William Chan Runway Walk
Chinese actor William Chan became the first Asian celebrity to walk the Zegna runway
The fashion industry has a complicated relationship with firsts. On one hand, it celebrates them — the first this, the first that, the barrier broken, the ceiling shattered. On the other, it reveals how long the barrier stood. How many seasons passed. How many collections were cast without asking the question at all.
William Chan walked the Zegna runway at Milan Fashion Week 2026. He was the first Asian celebrity to do so. Zegna is 116 years old.
The Significance of the Number
116 years. That is how long one of Italy’s most storied menswear houses operated before an Asian man walked its runway as more than an ambassador photographed backstage or a face on a campaign billboard. Chan’s appearance was the culmination of an eight-year partnership with the brand — a relationship built slowly, quietly, through mutual trust rather than transactional visibility.

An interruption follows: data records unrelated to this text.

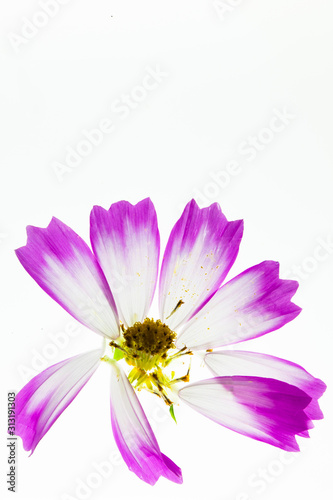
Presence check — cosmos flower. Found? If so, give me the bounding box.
[16,199,325,484]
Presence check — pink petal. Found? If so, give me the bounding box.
[111,363,183,485]
[179,376,313,451]
[160,200,243,330]
[15,349,103,453]
[177,261,301,350]
[90,198,160,326]
[205,351,326,420]
[16,217,119,339]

The collection was called A Family Closet. It was about heirloom garments, legacy, continuity. Zegna appointed Chan as its new global ambassador in the same breath, his runway debut folding into a larger narrative about what endurance looks like — in clothing, in relationships, in culture.
Why Chan, Why Now
Chan’s persona is precisely what Zegna’s China strategy needed. Composed, understated, recently a father — his transition into a quieter, more considered public life aligns with the collection’s themes in a way that feels earned rather than engineered. He is not a brand vehicle. He is a collaborator.
This matters because the alternative — the celebrity ambassador as logo carrier — has grown visibly tired. Asian consumers, particularly the young ultra-high-net-worth cohort that luxury brands are competing for, are sophisticated readers of authenticity. They know the difference between a brand that sees them and a brand that wants their money.
What Comes Next
Chan’s walk opens a door. Not because the industry needed his permission to walk through it, but because visibility compounds. When young Asian men see someone who looks like them on the runway of a 116-year-old Italian house, the relationship between Asian identity and luxury heritage shifts. It becomes less aspirational and more reciprocal.
The most interesting question now is not who will be next. It’s why the industry is still counting firsts in 2026 at all.